Start The World's Best Introduction to TDD... free!

Integrated Tests Are a Scam Comments

While writing something else entirely, I stumbled upon one of my earliest contributions to the evolutionary design/TDD community. I called them abstract test cases at the time, but today we know them as contract tests. Has much changed in the 20 years since I first wrote about this in public? No.

I use contract tests to gain confidence that a module implements its declared protocol. If you prefer OOP terms, i use contract tests to gain confidence that a class implements its declared interface. The Liskov Substitution Principle guides me here: we must be able to freely replace a supplier module with another supplier that claims to act as the same type. I prefer, therefore, to let clients depend on types (roles, interfaces, however you like to think of them) rather than classes (implementations, details). This restates the Dependency Inversion Principle.

I’ve been claiming for years now that we can reduce SOLID to LD and lose nothing of real value. (S, O, and I follow from L and D. I leave the exercise to whoever has the energy to write that book before I get around to it.)

When I write contract tests, I define the contract of the module under test. The suite of tests defines the contract, which is the behavior that clients can reasonably rely on. It defines the type that the module implements, even when I don’t explicitly extract an interface for it, as I might in Java. The contract tests don’t merely check the behavior of the module under test, but they also document the contract of that module by example. When you see memes joking about “2 unit tests, 0 integration tests [sic]”, I replace that in my mind with “2 implementation details tests, 0 contract tests”. Many programmers still make the mistake of writing only collaboration tests, but no contract tests, which results in integration errors, leading many of them to fall into the integrated tests scam.

Two Styles; Both Work

When I’m writing code supplier-first (also sometimes called “bottom-up”), I test-drive the implementation, then identify the contract, then finally extract contract tests for it. I demonstrate this technique in The World’s Best Intro to TDD: Level 1. (Search the course details for “Contract Tests”.) In this situation, I’m generally focusing on integrating something with an Expensive External Resource (like an HTTP API, a database, or a file system), so I tend to become absorbed by getting the thing to work at all. Once something works, I can step back, breathe deeply, and think about the interface (and contract) that it will expose to the rest of the system. In this flow, it feels natural to me to let the supplier stabilize before trying to extract contract tests and start advertising a contract to potential clients.

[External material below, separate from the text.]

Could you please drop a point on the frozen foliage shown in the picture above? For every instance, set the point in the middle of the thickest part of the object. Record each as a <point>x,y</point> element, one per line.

When I’m writing code client-first—usually with test doubles—I use the collaboration tests to define the contract of its intended suppliers by example. As I write more collaboration tests, I refine my understanding of what this object needs from its collaborators. When I write a test, I usually say to myself, “I need a thing that does X”, and when I say “thing”, that means “type” (“role”, “interface”, whatever you prefer). The stubs and expectations that I write for this type gradually form the contract of the type. Eventually the client’s behavior stabilizes enough to move on, at which point the collection of stubs and expectations constrain and define the contract that I’ve invented. (Not perfectly, but enough to understand.) I can translate these into contract tests and they become the first draft of the test list for building a production implementation. I demonstrate this technique as well in The World’s Best Intro to TDD: Level 1.

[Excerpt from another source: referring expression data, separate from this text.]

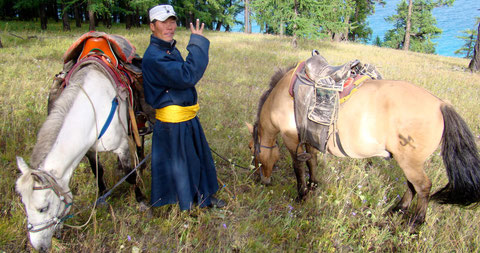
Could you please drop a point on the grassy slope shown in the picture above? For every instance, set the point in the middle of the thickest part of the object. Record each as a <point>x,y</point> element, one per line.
<point>346,213</point>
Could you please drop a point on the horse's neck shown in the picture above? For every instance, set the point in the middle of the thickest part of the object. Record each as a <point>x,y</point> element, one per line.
<point>273,117</point>
<point>81,124</point>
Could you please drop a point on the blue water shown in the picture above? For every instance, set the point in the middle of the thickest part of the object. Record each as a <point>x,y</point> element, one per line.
<point>452,20</point>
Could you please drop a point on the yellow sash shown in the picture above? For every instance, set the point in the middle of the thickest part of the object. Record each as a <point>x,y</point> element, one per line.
<point>176,113</point>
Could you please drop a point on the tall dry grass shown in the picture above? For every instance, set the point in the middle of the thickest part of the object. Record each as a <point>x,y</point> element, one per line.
<point>345,214</point>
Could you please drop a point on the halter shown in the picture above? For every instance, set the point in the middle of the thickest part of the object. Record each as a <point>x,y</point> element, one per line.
<point>59,218</point>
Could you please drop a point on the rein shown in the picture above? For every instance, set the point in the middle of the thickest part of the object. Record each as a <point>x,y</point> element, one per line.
<point>59,218</point>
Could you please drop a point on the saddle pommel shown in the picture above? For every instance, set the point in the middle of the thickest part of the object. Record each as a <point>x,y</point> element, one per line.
<point>98,45</point>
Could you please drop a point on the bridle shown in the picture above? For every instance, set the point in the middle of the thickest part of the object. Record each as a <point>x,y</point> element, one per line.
<point>63,196</point>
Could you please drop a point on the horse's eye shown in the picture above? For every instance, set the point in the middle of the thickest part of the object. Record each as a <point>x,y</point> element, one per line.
<point>42,210</point>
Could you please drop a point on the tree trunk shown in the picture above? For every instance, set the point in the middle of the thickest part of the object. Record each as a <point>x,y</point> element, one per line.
<point>66,22</point>
<point>295,27</point>
<point>406,42</point>
<point>347,28</point>
<point>91,17</point>
<point>137,17</point>
<point>76,13</point>
<point>54,11</point>
<point>475,62</point>
<point>247,17</point>
<point>128,21</point>
<point>43,16</point>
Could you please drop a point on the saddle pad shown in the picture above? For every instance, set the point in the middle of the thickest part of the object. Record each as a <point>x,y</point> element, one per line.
<point>93,45</point>
<point>122,48</point>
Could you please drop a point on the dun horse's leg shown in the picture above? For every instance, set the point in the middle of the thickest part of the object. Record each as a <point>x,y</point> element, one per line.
<point>404,203</point>
<point>312,167</point>
<point>299,169</point>
<point>93,164</point>
<point>422,185</point>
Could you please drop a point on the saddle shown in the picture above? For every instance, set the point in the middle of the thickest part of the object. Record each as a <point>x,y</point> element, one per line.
<point>118,58</point>
<point>318,90</point>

A Contract Is a Negotiation

Whichever approach I take—client-first or supplier-first—I treat these new contracts as drafts, subject to revision. This seems obvious, but I routinely watch programmers treat existing contracts like laws and assume that they have no authority to change them. When I ask the client to try to use the supplier’s type in a collaboration test, I learn about the API from the client’s point of view. When I try to implement the supplier, I learn which constraints of the implementation might create obstacles to my ideal API. At this point I often learn that I need to replace fine-grained interactions with coarser-grained ones (or the reverse). I don’t even need to integrate the client with the supplier implementation yet. The combination of collaboration and contract tests gives me enough confidence that the two will work together when I integrate them.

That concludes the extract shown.